Essa frase prendeu a atenção do meu pai e agora os dois olhavam pra mim, espantados e mudos.

— Falei que era besteira. - e voltei a mexer no prato.

— De onde você tirou isso? – meu pai perguntou ofendido.

— De lugar nenhum, eu… - pra que mentir agora se eu já falei a parte mais difícil? – Ah, ela tem uma casa incrível! E tem mil amigos, é popular, sabe falar em público, sabe articular as ideias, provavelmente já tem tudo planejado pro futuro e eu tenho certeza que ela vai se dar super bem. Fora que ela sempre consegue o que quer, não importa quantos obstáculos coloquem no caminho, ela sempre dá conta de conseguir as coisas. E, não bastando, ela, com certeza, cresceu melhor que eu, tem mais corpo que eu, é mais bonita… E até tem o nome melhor que o meu! - respirei fundo depois do desabafo – Eu sei que tudo isso só parece drama, mas como que uma pessoa tão insuportável pode conseguir tudo sem o menor esforço, enquanto eu, que me esforço todo dia pra ser uma pessoa melhor, não consigo nada? Eu sou uma ninguém na escola, todo mundo ri de mim, todo mundo me detesta e me quer longe.

Odeio ter colocado meus pais naquela situação, onde eles se sentiam obrigados a falarem alguma coisa que me consolasse. Eu até diria alguma coisa como “nem precisam dizer nada”, só que eu queria que eles dissessem, que me explicassem por que a vida é tão injusta.

Os dois trocaram olhares e a minha mãe foi a primeira a se manifestar.

— Filha, você é linda…

— Ah, mãe!

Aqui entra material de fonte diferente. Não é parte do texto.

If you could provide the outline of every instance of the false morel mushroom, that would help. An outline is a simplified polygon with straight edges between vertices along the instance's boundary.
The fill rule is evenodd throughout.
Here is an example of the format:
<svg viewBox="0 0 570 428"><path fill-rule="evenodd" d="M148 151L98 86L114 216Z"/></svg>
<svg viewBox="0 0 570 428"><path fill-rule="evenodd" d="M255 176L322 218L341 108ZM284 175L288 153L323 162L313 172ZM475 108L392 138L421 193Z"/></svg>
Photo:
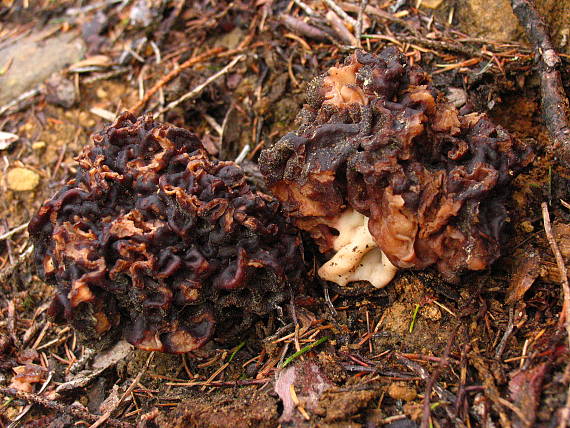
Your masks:
<svg viewBox="0 0 570 428"><path fill-rule="evenodd" d="M302 244L274 198L185 129L122 114L30 222L53 317L171 353L290 299Z"/></svg>
<svg viewBox="0 0 570 428"><path fill-rule="evenodd" d="M460 113L399 50L330 68L297 121L259 164L331 255L322 278L383 287L398 268L434 265L453 282L499 257L508 184L531 151L485 114Z"/></svg>

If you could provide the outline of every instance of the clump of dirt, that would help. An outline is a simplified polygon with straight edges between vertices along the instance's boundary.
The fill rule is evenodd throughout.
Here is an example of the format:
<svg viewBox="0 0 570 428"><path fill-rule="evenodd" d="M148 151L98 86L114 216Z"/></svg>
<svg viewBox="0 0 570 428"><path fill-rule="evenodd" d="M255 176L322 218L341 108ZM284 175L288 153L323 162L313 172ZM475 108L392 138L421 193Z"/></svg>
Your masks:
<svg viewBox="0 0 570 428"><path fill-rule="evenodd" d="M278 400L257 388L219 390L204 396L185 397L168 417L160 416L155 426L165 428L270 428L278 425ZM153 425L148 424L147 427Z"/></svg>
<svg viewBox="0 0 570 428"><path fill-rule="evenodd" d="M350 423L351 416L356 415L381 395L381 389L347 391L343 388L331 388L321 396L315 414L322 416L325 422Z"/></svg>

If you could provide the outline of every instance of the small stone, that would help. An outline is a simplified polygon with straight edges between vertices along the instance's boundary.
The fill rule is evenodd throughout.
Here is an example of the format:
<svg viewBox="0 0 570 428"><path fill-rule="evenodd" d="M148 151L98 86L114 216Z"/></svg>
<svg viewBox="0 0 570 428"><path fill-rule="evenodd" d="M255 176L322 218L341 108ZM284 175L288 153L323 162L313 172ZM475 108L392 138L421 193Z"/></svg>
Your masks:
<svg viewBox="0 0 570 428"><path fill-rule="evenodd" d="M131 8L130 24L135 27L148 27L156 18L156 10L152 8L152 1L138 0Z"/></svg>
<svg viewBox="0 0 570 428"><path fill-rule="evenodd" d="M517 40L522 34L509 0L462 0L457 3L455 19L471 36L504 42Z"/></svg>
<svg viewBox="0 0 570 428"><path fill-rule="evenodd" d="M467 102L467 93L461 88L447 88L447 101L460 108Z"/></svg>
<svg viewBox="0 0 570 428"><path fill-rule="evenodd" d="M43 92L48 103L63 108L71 108L77 102L75 85L60 74L54 74L48 79Z"/></svg>
<svg viewBox="0 0 570 428"><path fill-rule="evenodd" d="M14 192L27 192L40 184L40 176L28 168L12 168L6 175L6 184Z"/></svg>
<svg viewBox="0 0 570 428"><path fill-rule="evenodd" d="M532 232L534 232L534 226L533 226L532 223L531 223L530 221L528 221L528 220L523 221L523 222L521 223L521 228L522 228L522 230L523 230L524 232L526 232L526 233L532 233Z"/></svg>
<svg viewBox="0 0 570 428"><path fill-rule="evenodd" d="M87 407L87 405L89 404L89 398L87 396L83 396L79 399L79 402L83 407Z"/></svg>
<svg viewBox="0 0 570 428"><path fill-rule="evenodd" d="M420 315L428 320L439 321L441 319L441 310L435 305L422 306Z"/></svg>
<svg viewBox="0 0 570 428"><path fill-rule="evenodd" d="M394 400L412 401L418 393L404 382L394 382L388 387L388 395Z"/></svg>
<svg viewBox="0 0 570 428"><path fill-rule="evenodd" d="M94 127L97 122L87 113L86 111L82 111L79 113L79 124L84 128L92 128Z"/></svg>
<svg viewBox="0 0 570 428"><path fill-rule="evenodd" d="M35 143L32 144L32 150L36 150L36 151L42 151L45 150L47 144L45 143L45 141L36 141Z"/></svg>
<svg viewBox="0 0 570 428"><path fill-rule="evenodd" d="M109 96L107 91L103 88L97 88L95 94L97 95L97 98L101 98L102 100L107 99L107 97Z"/></svg>
<svg viewBox="0 0 570 428"><path fill-rule="evenodd" d="M26 122L24 125L20 127L20 133L27 134L34 130L34 124L31 122Z"/></svg>

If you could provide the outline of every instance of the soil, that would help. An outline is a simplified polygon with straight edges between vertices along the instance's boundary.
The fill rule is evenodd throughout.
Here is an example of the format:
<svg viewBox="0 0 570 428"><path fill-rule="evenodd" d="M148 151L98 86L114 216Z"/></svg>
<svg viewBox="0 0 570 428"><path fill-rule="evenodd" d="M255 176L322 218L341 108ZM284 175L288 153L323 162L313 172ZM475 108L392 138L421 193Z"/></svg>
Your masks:
<svg viewBox="0 0 570 428"><path fill-rule="evenodd" d="M535 148L534 162L512 185L503 255L489 270L464 275L460 285L431 270L402 271L380 290L360 283L323 288L309 277L305 295L258 319L243 337L219 332L185 355L151 355L125 342L106 354L93 351L47 317L53 289L37 277L27 230L18 227L73 176L74 157L92 133L126 109L163 111L161 120L193 130L222 159L248 145L244 167L255 179L259 150L294 128L307 84L351 51L324 19L325 3L305 3L317 15L312 20L295 2L276 0L0 2L0 52L39 33L53 43L37 49L62 43L64 50L61 40L79 40L86 52L57 65L51 87L44 75L29 79L0 105L0 131L18 136L0 152L0 427L18 418L25 427L97 420L141 427L413 427L422 420L434 427L550 427L562 420L570 351L541 203L548 203L568 265L570 171L546 151L531 51L487 42L484 34L468 38L414 2L397 9L402 2L370 2L385 16L366 10L363 47L377 52L396 43L433 72L438 88L463 93ZM357 17L360 2L337 3ZM328 39L282 25L283 14L328 31ZM405 41L410 28L414 42ZM223 49L179 69L216 47ZM197 96L168 107L240 54L243 60ZM0 56L0 91L8 87L2 74L42 69L34 61ZM137 108L155 85L156 94ZM9 185L16 168L33 172L16 180L31 190ZM25 379L28 395L9 390L18 367L40 371Z"/></svg>

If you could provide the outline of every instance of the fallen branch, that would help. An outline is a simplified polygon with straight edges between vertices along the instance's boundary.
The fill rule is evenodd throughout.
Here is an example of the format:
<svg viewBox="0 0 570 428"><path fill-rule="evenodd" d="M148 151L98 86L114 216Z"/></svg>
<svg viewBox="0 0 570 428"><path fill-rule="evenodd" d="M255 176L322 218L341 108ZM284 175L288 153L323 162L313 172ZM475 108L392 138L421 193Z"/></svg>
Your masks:
<svg viewBox="0 0 570 428"><path fill-rule="evenodd" d="M548 27L533 0L511 0L513 12L524 27L539 60L542 116L552 139L549 151L570 166L570 106L560 76L561 60L548 34Z"/></svg>

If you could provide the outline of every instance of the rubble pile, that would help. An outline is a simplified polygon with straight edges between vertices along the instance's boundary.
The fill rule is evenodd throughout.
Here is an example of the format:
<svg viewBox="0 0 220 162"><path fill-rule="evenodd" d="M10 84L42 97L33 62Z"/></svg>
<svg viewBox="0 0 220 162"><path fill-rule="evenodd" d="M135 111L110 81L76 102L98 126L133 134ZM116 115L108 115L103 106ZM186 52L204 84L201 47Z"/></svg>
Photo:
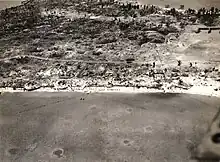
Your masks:
<svg viewBox="0 0 220 162"><path fill-rule="evenodd" d="M180 65L161 68L152 64L138 64L122 62L116 63L81 63L58 62L27 59L20 63L19 59L2 62L5 69L1 69L0 88L12 87L14 90L36 90L42 87L146 87L164 90L164 88L190 89L193 85L209 85L209 78L219 82L220 72L217 68L198 68L196 65ZM30 67L32 63L42 64L37 69ZM16 64L14 69L7 68ZM29 68L26 69L29 65ZM23 67L22 67L23 66ZM33 75L34 74L34 75ZM4 75L4 76L3 76ZM191 78L189 81L188 79ZM199 80L199 81L198 81ZM200 84L200 85L199 85ZM169 86L168 86L169 85ZM213 88L216 87L213 85ZM217 88L218 90L218 88Z"/></svg>

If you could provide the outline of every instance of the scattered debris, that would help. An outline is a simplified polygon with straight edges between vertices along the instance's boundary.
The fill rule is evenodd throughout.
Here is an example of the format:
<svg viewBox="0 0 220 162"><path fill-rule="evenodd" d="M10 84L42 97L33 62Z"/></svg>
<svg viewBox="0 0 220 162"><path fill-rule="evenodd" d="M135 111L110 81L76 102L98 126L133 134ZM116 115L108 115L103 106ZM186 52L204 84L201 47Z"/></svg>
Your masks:
<svg viewBox="0 0 220 162"><path fill-rule="evenodd" d="M211 78L219 82L217 68L202 68L192 61L186 66L182 60L177 60L177 66L164 66L176 61L166 55L180 45L187 25L205 23L210 17L207 11L215 17L219 14L213 8L184 10L181 5L180 9L117 1L45 0L2 10L0 88L163 89L175 85L189 89ZM197 32L202 30L211 33L218 28ZM195 80L181 80L191 77Z"/></svg>

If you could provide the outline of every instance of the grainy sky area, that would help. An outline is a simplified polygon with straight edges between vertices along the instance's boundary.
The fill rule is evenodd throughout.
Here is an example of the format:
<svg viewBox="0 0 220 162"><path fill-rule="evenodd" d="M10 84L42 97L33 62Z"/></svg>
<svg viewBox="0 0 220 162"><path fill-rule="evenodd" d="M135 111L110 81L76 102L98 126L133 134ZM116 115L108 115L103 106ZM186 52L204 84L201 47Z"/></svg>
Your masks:
<svg viewBox="0 0 220 162"><path fill-rule="evenodd" d="M200 7L218 7L220 8L220 0L139 0L143 4L157 4L164 6L169 4L173 7L179 7L181 4L189 8L200 8Z"/></svg>
<svg viewBox="0 0 220 162"><path fill-rule="evenodd" d="M22 0L0 0L0 10L7 7L19 5L21 1Z"/></svg>
<svg viewBox="0 0 220 162"><path fill-rule="evenodd" d="M20 4L22 0L0 0L0 9ZM220 8L220 0L139 0L142 4L156 4L164 6L170 4L172 7L179 7L184 4L186 8L200 8L215 6Z"/></svg>

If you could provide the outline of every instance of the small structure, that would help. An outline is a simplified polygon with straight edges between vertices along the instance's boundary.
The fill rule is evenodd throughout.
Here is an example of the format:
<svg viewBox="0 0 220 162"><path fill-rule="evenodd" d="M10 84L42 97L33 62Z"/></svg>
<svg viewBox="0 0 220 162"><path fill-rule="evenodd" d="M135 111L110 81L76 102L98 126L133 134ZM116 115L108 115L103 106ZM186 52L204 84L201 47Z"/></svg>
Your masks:
<svg viewBox="0 0 220 162"><path fill-rule="evenodd" d="M127 58L127 59L126 59L126 62L127 62L128 64L130 64L130 63L132 63L132 62L134 62L134 61L135 61L134 58Z"/></svg>
<svg viewBox="0 0 220 162"><path fill-rule="evenodd" d="M208 34L210 34L213 30L220 30L219 27L212 27L212 28L198 28L195 33L200 33L202 30L208 30Z"/></svg>
<svg viewBox="0 0 220 162"><path fill-rule="evenodd" d="M165 8L170 8L170 5L166 4L166 5L165 5Z"/></svg>
<svg viewBox="0 0 220 162"><path fill-rule="evenodd" d="M184 7L185 7L184 5L180 5L181 10L184 10Z"/></svg>

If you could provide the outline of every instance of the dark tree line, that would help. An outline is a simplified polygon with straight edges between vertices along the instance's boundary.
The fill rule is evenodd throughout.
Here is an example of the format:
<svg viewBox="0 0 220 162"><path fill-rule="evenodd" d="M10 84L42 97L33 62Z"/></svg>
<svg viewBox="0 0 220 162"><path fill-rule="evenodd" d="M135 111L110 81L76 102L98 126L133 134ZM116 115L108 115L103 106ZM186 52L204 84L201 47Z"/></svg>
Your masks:
<svg viewBox="0 0 220 162"><path fill-rule="evenodd" d="M200 22L205 25L215 25L215 22L219 17L219 9L215 7L211 7L211 9L201 8L197 12L197 17Z"/></svg>
<svg viewBox="0 0 220 162"><path fill-rule="evenodd" d="M0 28L14 30L15 28L31 28L41 21L41 11L38 5L25 4L5 9L0 13ZM10 28L8 29L8 24Z"/></svg>

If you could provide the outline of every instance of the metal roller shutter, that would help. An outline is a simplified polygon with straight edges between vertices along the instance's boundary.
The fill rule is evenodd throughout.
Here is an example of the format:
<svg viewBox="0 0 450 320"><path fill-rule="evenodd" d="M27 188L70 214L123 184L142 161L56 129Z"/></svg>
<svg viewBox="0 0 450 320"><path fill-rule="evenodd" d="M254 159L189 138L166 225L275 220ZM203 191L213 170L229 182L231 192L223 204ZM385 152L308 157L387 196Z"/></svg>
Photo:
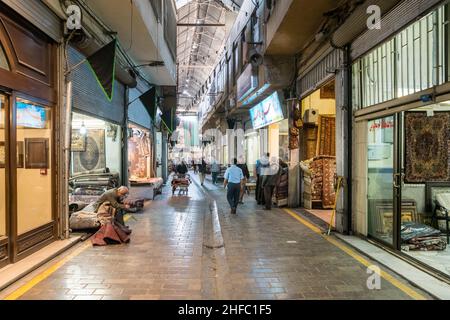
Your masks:
<svg viewBox="0 0 450 320"><path fill-rule="evenodd" d="M320 85L334 77L336 69L342 67L344 63L344 53L342 50L333 50L330 54L308 70L305 70L297 80L297 92L303 98L313 91L317 90Z"/></svg>
<svg viewBox="0 0 450 320"><path fill-rule="evenodd" d="M367 0L358 6L350 17L333 34L332 41L337 47L343 47L367 30L369 6L378 6L385 15L402 0Z"/></svg>
<svg viewBox="0 0 450 320"><path fill-rule="evenodd" d="M361 57L444 2L442 0L405 0L401 2L383 17L380 30L368 30L353 41L350 52L352 60Z"/></svg>
<svg viewBox="0 0 450 320"><path fill-rule="evenodd" d="M70 65L75 65L84 56L74 48L69 48ZM113 101L109 102L95 79L87 63L79 66L71 75L73 82L73 108L95 117L118 124L124 121L125 86L115 81Z"/></svg>
<svg viewBox="0 0 450 320"><path fill-rule="evenodd" d="M128 120L140 125L141 127L151 129L152 120L150 118L150 115L148 114L148 111L142 104L141 100L139 100L139 96L141 96L144 92L141 92L137 89L129 90L129 100L130 102L133 102L128 106Z"/></svg>
<svg viewBox="0 0 450 320"><path fill-rule="evenodd" d="M56 42L63 38L61 20L40 0L0 0Z"/></svg>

Por favor, me poupe. - revirei os olhos, indignada com essa abordagem totalmente amadora. Ela acha que eu não tenho espelho?

Minha mãe ajeitou a postura e tentou novamente:

— Eu aposto que você também tá sendo injusta. Como que você diz que não consegue nada? Você é uma boa aluna, os professores dizem que é uma das melhores.

— Nota qualquer um consegue. - a interrompi.

— É uma menina boa, num faz nada de errado, não se mete em muita confusão, tem amigos…

— Tenho só a Dani. - contra-argumentei.

— E o Lucca? Essa Virgínia tem um namorado bacana que nem o Lucca?

Nessa ela me pegou. Acho que o Lucca é a única exceção à regra de que a Virgínia consegue tudo o que quer.

— Não. - respondi cabisbaixa – Mas até a amizade e a admiração do Lucca ela tem. Se eu to ajudando nessa festa, por exemplo, é só porque a Virgínia foi proibida e ele tomou as dores dela, daí tá lá, fazendo o que pode pra fazer as vontades dela, sabe? É isso que eu to tentando dizer. Como ela consegue? Que bicha sortuda!

— Não sei. - meu pai, por fim, resolveu dar a sua opinião – Você diz que ela consegue conquistar tudo isso, que terá sucesso e outras coisas. Você acha mesmo que ela não se esforça pra isso?

— É, filha. E mais: você se lembra do motivo daquela briga de vocês?

— Mãe, o que isso tem a ver?

— Tudo! Você tá enviesando demais a sua raiva e tá deixando de enxergar o todo. Lembre-se de que ela não tem tudo o que quer e se tem agora, bom, não foi sempre assim.

Pra que eu inventei de contar pra eles? Sabia que ninguém me entenderia. E eles ignoraram coisas que eu disse, nem mesmo deram bola quando eu disse que as pessoas riem de mim. É por isso que vale a pena ficar calada. Eu sou uma idiota mesmo.